Тёмное солнце (Евдокимова) - страница 37

— У него ещё может быть шанс, — загадочно ответил варварский вождь, помешивая своей ложкой в котелке. По традиции, он завершал приготовление пищи на привале, и в этот раз тоже. В кашу полетел небольшой сморщенный плод, скрывшийся в глубине горячего варева, и придавший ему дивный аромат и острый вкус. — И что-то мне подсказывает, что мы не совершили полный переход, а до Соленморья добираться ещё долго. Но пусть об этом скажет Владетельница.

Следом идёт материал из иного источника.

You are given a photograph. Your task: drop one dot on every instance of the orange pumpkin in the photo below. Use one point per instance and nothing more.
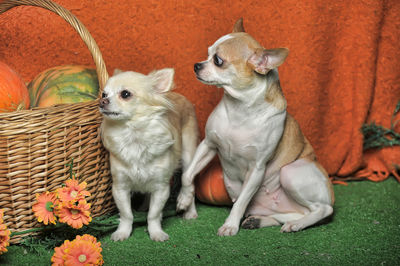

Когда придёт в себя.

— Я соберу братьев, — поднялся Старший.

— Сиди, брат, — приказал Ветрис. — Ешь кулеш, наслаждайся вкусом воды и ветра. Потом будет некогда. Начнут раскрываться мрачные тайны, мы встретим всех тех, кого так не хотели встречать и узнаем то, что не должны знать, а после…

— Ты это видишь? — недоверчиво спросил Старший, пощипывая ус. — Повелитель…

— Нет, брат, — улыбка Ветриса стала жёсткой. Он зачерпнул из котелка. — Я просто знаю, как оно бывает.

Диалог в нигде

— Здравствуй, Крес.

— Не могу сказать тебе того же, ты давно уже не здравствуешь, — слова в темноте звучали так же сильно, как и на ярком свету, но здесь не было места ни тому, ни другому. Этого места тоже не существовало. Но слова втекали в зазоры между секундами, просачиваясь сквозь пространство. — Зачем я тебе понадобился?

— Я давно предлагаю тебе объединить усилия…

— Да, признаю. И совсем недавно ты прислал еще послов. Но мой ответ останется прежним.

— Ты отвечаешь «нет»?

— Я ничего не отвечаю. Не имею такой привычки.

— Мы знаем друг друга так давно…

— Мы? Я бы сказал «побойся бога», но к тебе это имеет такое же отношение, как и ко мне. Никакого. Так что остановимся на нейтральном. Иди в задницу… А, прости, я забыл, что ты лишён сомнительного удовольствия обладания плотью.

— Зачем ты так? — перезвон серебряных колокольцев приобрёл надтреснутость, словно невидимые бубенцы облепило грязью. — Я не оскорблял тебя.

— Потому что не можешь, несмотря на сходство со своим прототипом. Лишён такой функции, — более богатый интонациями голос не содержал удовлетворения, всего лишь сожаление. Или жалость? — Ты неполноценен, и я догадываюсь, почему.

— Я всего лишь хочу договориться… Пока мой аватар только собирается начать свой путь.

— Нам не о чем договариваться.

Дрожание невидимой струны прервалось, басовито разорвав тишину. Какое-то время, короткое, за которое сердце не успело бы и дрогнуть, в тёмном нигде ничего не происходило. Потом в пустоте чернильной ночи зажегся тёплый оранжевый огонёк, оседлавший свечу. На пространство стола, уходившего, как казалось, в бесконечность, лег лист бумаги, исчерченный тонкими уверенными росчерками и линиями, складывавшимися в план какого-то здания. Разобрать что-либо было сложно — все этажи были нарисованы одновременно, для непривычного взгляда превращаясь в мешанину символов и штрихов.